Seçim
sandığı gelecekte hakkımızda verilecek kararların onayının
verildiği yerdir. Çok önemlidir. Şuurlu bir tavır ses
getirebilir. Azınlık konumunda olan topluluklar seçimlerde menfaat
birliği hesabı yaparak sandığa gitmelidirler. Ortak çıkarlar
gözetilmelidir.
Görüyorum
ki, sivil toplum örgütleri "Haydi Seçime" sloganıyla
insanımızı sandığa çağırıyorlar. Çatı kuruluşlarının
başkanları bu çağrıyı birlikte yapıyorlar. Böyle
bir çağrı alkışlanır. Ancak, haydi seçime sloganı kaderimizin
belirlenmesine yetmez. Bu
çağrıyı yapan sivil toplum kuruluşlarının seçmenleri
sandıkta ayrışacaklarsa, partilere bedava taşeronluk*
yapmış olurlar.
Sandığa
kadar getirilen seçmenlerin, menfaat birliği çerçevesinde hareket
etmesi ve bir partiye oy vermeleri gerekir. Önceden pazarlıklar
bile yapılabilir. Yapılan eylemin ses getirmesi bekleniyorsa bu
şarttır. Sandıkta ayrı ayrı partilere oy verilecekse seçmeni
sandığa çağırmanın hiç anlamı yoktur.
İftar
yemeklerinde bir araya gelipte, herkesin kendi partisinin adamını
konuşturmasına benzer ki bu durum, yine gülünç oluruz cümle
aleme. Bize kıskıs güler Alman dostlarımız o zaman. Çünkü
bedava taşeronluk yapmış oluruz.
Bu
durumda şöyle düşünenler bile olabilir: "Acaba bu çağrıyı
el altından partiler mi destekliyor?
...........
*Taşeron:
İşletmenin
ihtiyacı olan bir hizmeti almak üzere, bir firma ile anlaşması
neticesinde bu firmaya istihdam edilen ancak esasen işletmenin
hizmetinde olan işçiye taşeron işçi denir.

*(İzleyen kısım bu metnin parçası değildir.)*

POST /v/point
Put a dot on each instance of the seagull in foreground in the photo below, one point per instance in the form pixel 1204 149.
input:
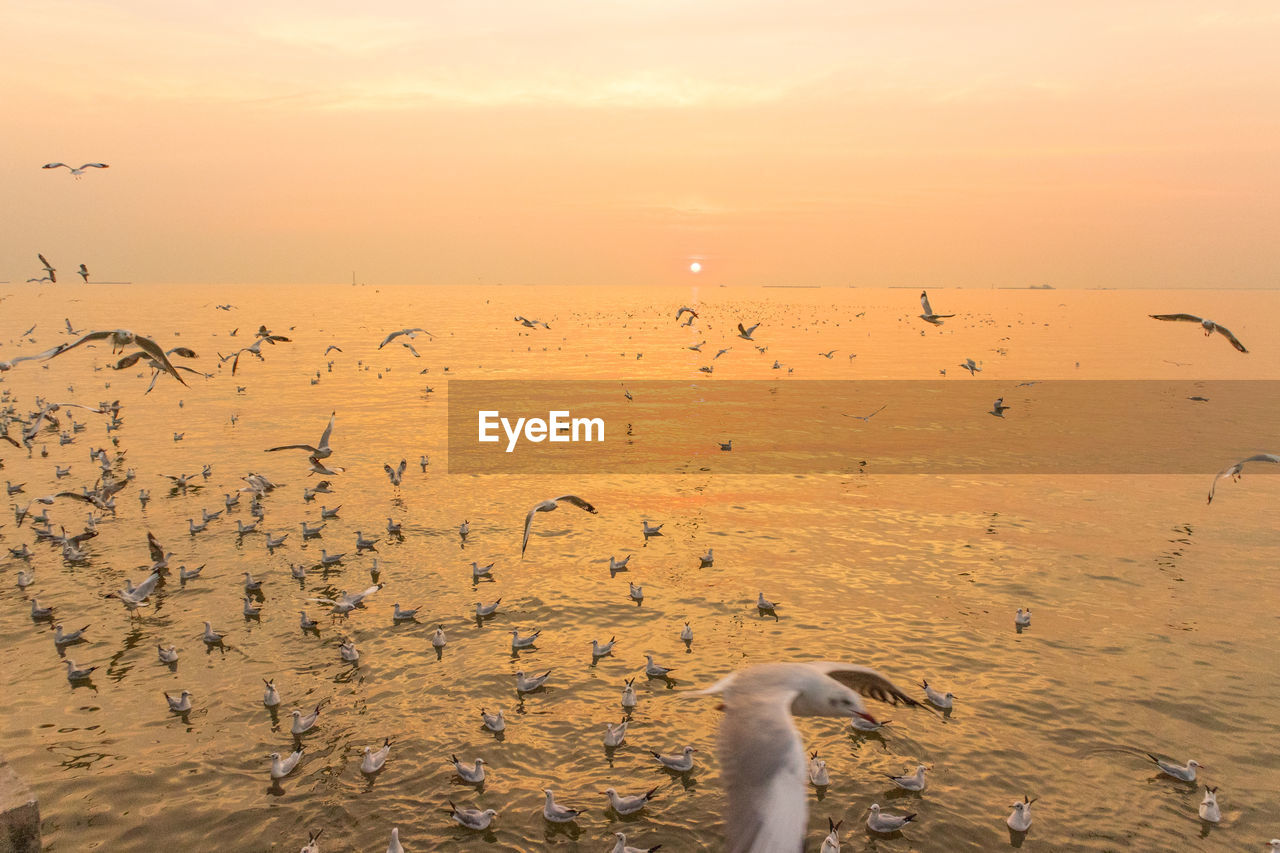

Kapitalist bakış
açısıyla amaç, her işletmenin kendi ana faaliyet alanında
uzmanlaşmasını, diğer konulara kaynak sarf etmemesini, böylece
maliyetlerin minimize edilmesini sağlamaktır.
Sınıf
mücadelesi açısından ise amaç, hak mücadelesinde işçi
sınıfını bölmektir. Çünkü
farklı patronlara bağlı olan işçiler daha zor
örgütleneceklerdir.
Bir
başka tanımlamayla taşeron; itilendir, kakılandır, en pis
işlerde çalıştırılandır. Asgari maaş alıp oraya buraya
koşturulandır. Bizden
olmayandır, ihtiyaç olmadığı zaman kolayca elden çıkarılandır.